Learn how to use R to turn raw data into insight, knowledge, and understanding. This book introduces you to R, RStudio, and the tidyverse, a collection of R packages designed to work together to make data science fast, fluent, and fun. Suitable for readers with no previous programming experience, R for Data Science is designed to get you doing data science as quickly as possible. Authors Hadley Wickham and Garrett Grolemund guide you through the steps of importing, wrangling, exploring, and modeling your data and communicating the results. You'll get a complete, big-picture understanding of the data science cycle, along with basic tools you need to manage the details. Each section of the book is paired with exercises to help you practice what you've learned along the way. You'll learn how to: Wrangle—transform your datasets into a form convenient for analysis Program—learn powerful R tools for solving data problems with greater clarity and ease Explore—examine your data, generate hypotheses, and quickly test them Model—provide a low-dimensional summary that captures true "signals" in your dataset Communicate—learn R Markdown for integrating prose, code, and results



Step Up For Leadership In Enterprise Data Science Artificial Intelligence With Big Data


Step Up For Leadership In Enterprise Data Science Artificial Intelligence With Big Data
DOWNLOAD
Author : Shitalkumar R Sukhdeve
language : en
Publisher: Independently Published
Release Date : 2020-11-27

Step Up For Leadership In Enterprise Data Science Artificial Intelligence With Big Data written by Shitalkumar R Sukhdeve and has been published by Independently Published this book supported file pdf, txt, epub, kindle and other format this book has been release on 2020-11-27 with categories.


Review: "I would recommend this book to all prospective data scientists - as well as those software professionals who choose to transfer or migrate to the domain of data science. It is a useful addition to the body of work already available to guide project managers of data science projects." Lt Col (Dr) Rajesh Kapur (Retd), AI Investor, Asst. Prof. TIMSCDR, Hyderabad, India "It's a masterpiece of work for the aspiring leaders of data science and AI. It's also a guide for executives and investors to get maximum value from their investment in AI. Beginners in data science can also get the most out of this book.", Jay Ojha, Business intelligence and analytics manager, HCL Infosystem LtdWhy should you read this book? 87% of data science project fails to make to production in enterprises. Only 50% is the data leadership success rate. Is it not surprising to know when data science and AI are in the top trend? If you are looking for a career in data science or looking for leadership, these insights may disturb you. Don't worry, "Step up for Leadership in Enterprise Data Science & Artificial Intelligence with Big Data." will -Burst the myths around data science, AI & big data-Presents the real business scenarios -Take you on the journey of data science, AI & big data even if you are an ultimate beginner.-Introduce you to the essential skills of success in this field -Develop a leadership mindset by cutting edge methodologies & strategies-Make you aware of technical trends around it-Develop technical skills with R, Python, Machine learning with big data as well as business skills-Reduce failure possibility and increase the chance of success by covering the 360 degrees view of the field. Each day counts. So as your steps. Step up immediately and begin your journey to your dreams of data science and AI.



Data Science


Data Science
DOWNLOAD
Author : Qurban A Memon
language : en
Publisher: CRC Press
Release Date : 2019-09-26

Data Science written by Qurban A Memon and has been published by CRC Press this book supported file pdf, txt, epub, kindle and other format this book has been release on 2019-09-26 with Computers categories.

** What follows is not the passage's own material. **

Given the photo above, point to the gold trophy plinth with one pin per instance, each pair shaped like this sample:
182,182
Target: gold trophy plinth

The aim of this book is to provide an internationally respected collection of scientific research methods, technologies and applications in the area of data science. This book can prove useful to the researchers, professors, research students and practitioners as it reports novel research work on challenging topics in the area surrounding data science. In this book, some of the chapters are written in tutorial style concerning machine learning algorithms, data analysis, information design, infographics, relevant applications, etc. The book is structured as follows: • Part I: Data Science: Theory, Concepts, and Algorithms This part comprises five chapters on data Science theory, concepts, techniques and algorithms. • Part II: Data Design and Analysis This part comprises five chapters on data design and analysis. • Part III: Applications and New Trends in Data Science This part comprises four chapters on applications and new trends in data science.



Data Science For Dummies


Data Science For Dummies
DOWNLOAD
Author : Lillian Pierson
language : en
Publisher: John Wiley & Sons
Release Date : 2021-09-15

Data Science For Dummies written by Lillian Pierson and has been published by John Wiley & Sons this book supported file pdf, txt, epub, kindle and other format this book has been release on 2021-09-15 with Computers categories.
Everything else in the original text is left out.